When I thought I was pregnant, I took a home test that let me know I should go to the doctor. Who did a pregnancy test. She wasn't going to suggest the treatment or schedule the delivery based on the fact that I told her my test was positive. When I think I have a UTI, I can get a dipstick test to take at home, and it lets me know if I should see the doctor, but he's going to run his own test before he gives me a prescription for Bactrim.

I don't see why a strep test would be any different. Except that it's ucky to swab your own throat.

PunditLisa
09-10-2014, 03:08 AM
Question to those who think strep tests should be available otc -

Should people be able to order their own X-rays? Blood tests like CBCs or PSAs (collecting the sample themselves even)?

I don't know anyone who's ever gotten an x-ray who couldn't have ordered that test on their own. In fact, I know at least two people who delayed getting one because they didn't want to be arsed with going to the doctor first. But since prolonged x-ray exposure can be dangerous, a doctor should regulate that.

I honestly wouldn't care if patients could order a CBC/PSA screening without a doc's prescription once a year, if the patient believes it is indicated. Empower the patient and all that. As far as collecting the sample themselves, it'd depend on the difficulty. Obviously, peeing in a cup and swabbing your throat are on the easier end of the spectrum. Prostate sample? Not so much.

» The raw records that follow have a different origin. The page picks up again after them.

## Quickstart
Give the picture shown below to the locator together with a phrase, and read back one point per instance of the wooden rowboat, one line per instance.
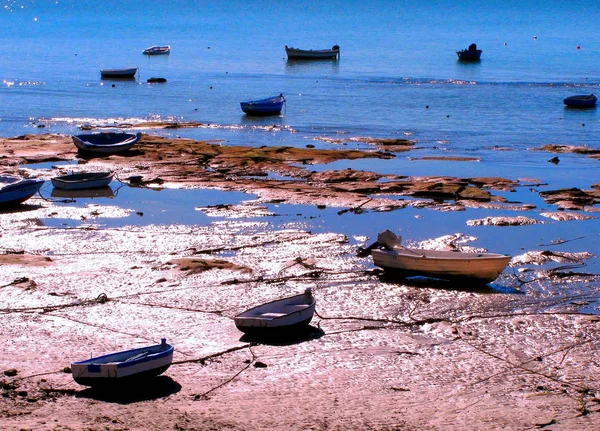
(157, 50)
(16, 190)
(282, 315)
(124, 366)
(447, 265)
(313, 54)
(126, 73)
(581, 101)
(471, 54)
(83, 180)
(105, 143)
(269, 106)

BTW, if you've ever had the misfortune of caring for someone who required long term care, you'd be amazed at what the medical profession entrusts us lay people with, with just a few minutes of training. Cleaning wounds, changing IV fluids, collecting urine samples, coordinating a multitude of prescriptions...it's all in a day's work for many non-medical caregivers.

DSeid
09-10-2014, 11:21 PM
While I think getting a good throat swab on an adult (let alone on a child or even moreso on yourself*) is harder than you may think (and harder than cleaning wounds or changing IV fluids which frankly are very straightforward things to do) the point is being missed.

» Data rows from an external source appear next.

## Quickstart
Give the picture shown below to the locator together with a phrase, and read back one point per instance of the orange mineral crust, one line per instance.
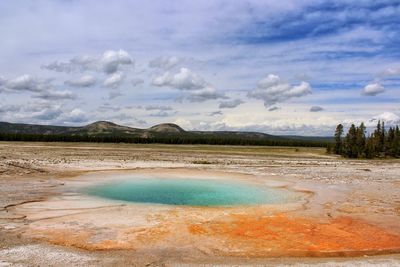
(278, 235)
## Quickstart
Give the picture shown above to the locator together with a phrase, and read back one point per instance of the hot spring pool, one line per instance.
(189, 192)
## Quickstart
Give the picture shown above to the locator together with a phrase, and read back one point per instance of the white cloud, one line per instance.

You believe that x-rays (which are often way over ordered by even many trained healthcare professionals) can be appropriately ordered by the layperson but should be restricted because of the potential harm of the test. You however have a narrow and incomplete understanding of the harms of inappropriate testing.

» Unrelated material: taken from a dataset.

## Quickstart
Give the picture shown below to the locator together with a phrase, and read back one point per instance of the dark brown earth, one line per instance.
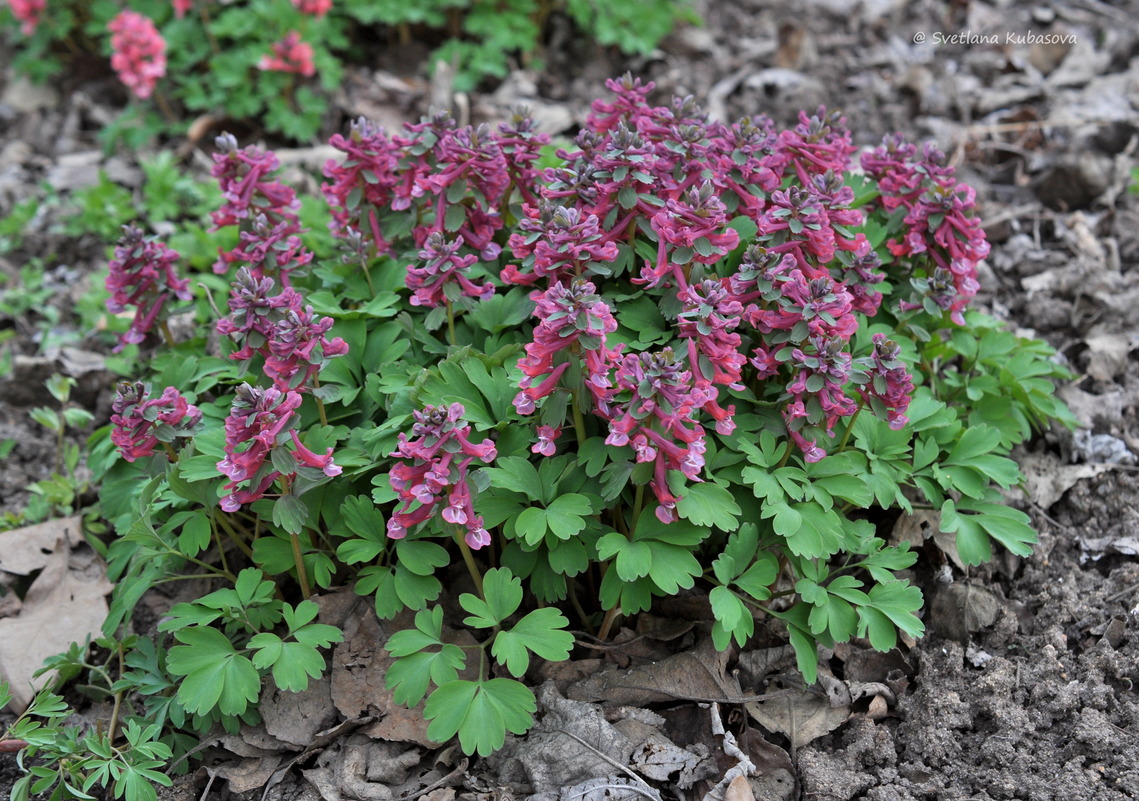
(1025, 685)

"Empower the patient" is a nice motto but in real life actually it would, in many cases, mean significantly poorer care that could result in real harms. Healthcare is not a business in which the customer is always right. Blasphemy I know. As arrogant and obnoxious as this may sound, as much as I believe in educating my patients and helping to guide them through a variety of healthcare options, the patient does not always know what is best or when is best to test and when to give it a rest.


*I have personally done by now many many thousands of throat swabs, including on many scared children, and I do not believe I could swab myself adequately. Pee in a cup yeah. Swab myself? I don't think so. Hell even swabbing my own kid was tougher than swabbing a patient.